Mediterranean Tuna Pasta Salad

"Anyone who frequented Cleveland's "It's It Deli" on Friday's in the 80's loved this salad originally created by chef/owner Irene Rodriguez. My updated interpretation uses many of the same elements enhanced by the great variety of Mediterranean items available in grocery stores today."

ingredients:

-for pasta salad
16 oz. Penne or medium shells,cooked al dente, rinsed in cold water
2 -6.4 oz.

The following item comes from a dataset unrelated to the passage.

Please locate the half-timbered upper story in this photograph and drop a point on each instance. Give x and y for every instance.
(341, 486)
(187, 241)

StarKist Tuna Flavor Fresh Pouches packed in water
12 oz. bottle marinated artichokes in olive oil,
 coarsely chopped,oil reserved for dressing
1 large red,yellow or orange pepper,seeded and julienne sliced
4 oz. sliced good quality pitted Kalamata olives,sliced
2 oz. capers
1/3 cup chopped scallions

-for dressing
zest and juice of 1 large lemon
@ 1/4 cup of the reserved artichoke oil
1 teaspoon crushed red pepper flakes
2 teaspoons kosher salt
1 teaspoon fresh ground black pepper
1 1/2 cups good quality *robust golden Italian dressing,divided
* Wishbone Bountiful Tuscan Romano Basil, recommended

-for assembly
8 oz grape or cherry tomatoes,halved
1/3 cup fresh basil,chiffonade sliced
1/2 cup shredded Parmigiano- Reggiano plus more for serving
Whole fresh basil and lemon slices to garnish

method:
In a large bowl, combine cooked pasta, tuna, artichokes, pepper slices, olives, capers and scallions.
In a small bowl, whisk together 1/4 cup of reserved artichoke oil,lemon zest and juice, red pepper flakes, salt, pepper and 3/4 cup of the Italian Dressing(reserving the other 3/4 cup for refreshing salad later)
Pour dressing mixture over pasta salad, toss gently to coat.
Cover with plastic wrap and chill at least 1 hour.
Just before serving,add enough remaining 3/4 cup Italian dressing to re-moisten salad.
Finish by folding in grape tomatoes,Parmigiano and freshly sliced basil chiffonade.
Season to taste with Kosher salt and fresh ground black pepper.
Serve with additional fresh grated Parmigiano-Reggiano,fresh whole basil leaves and lemon slices to garnish each serving if desired.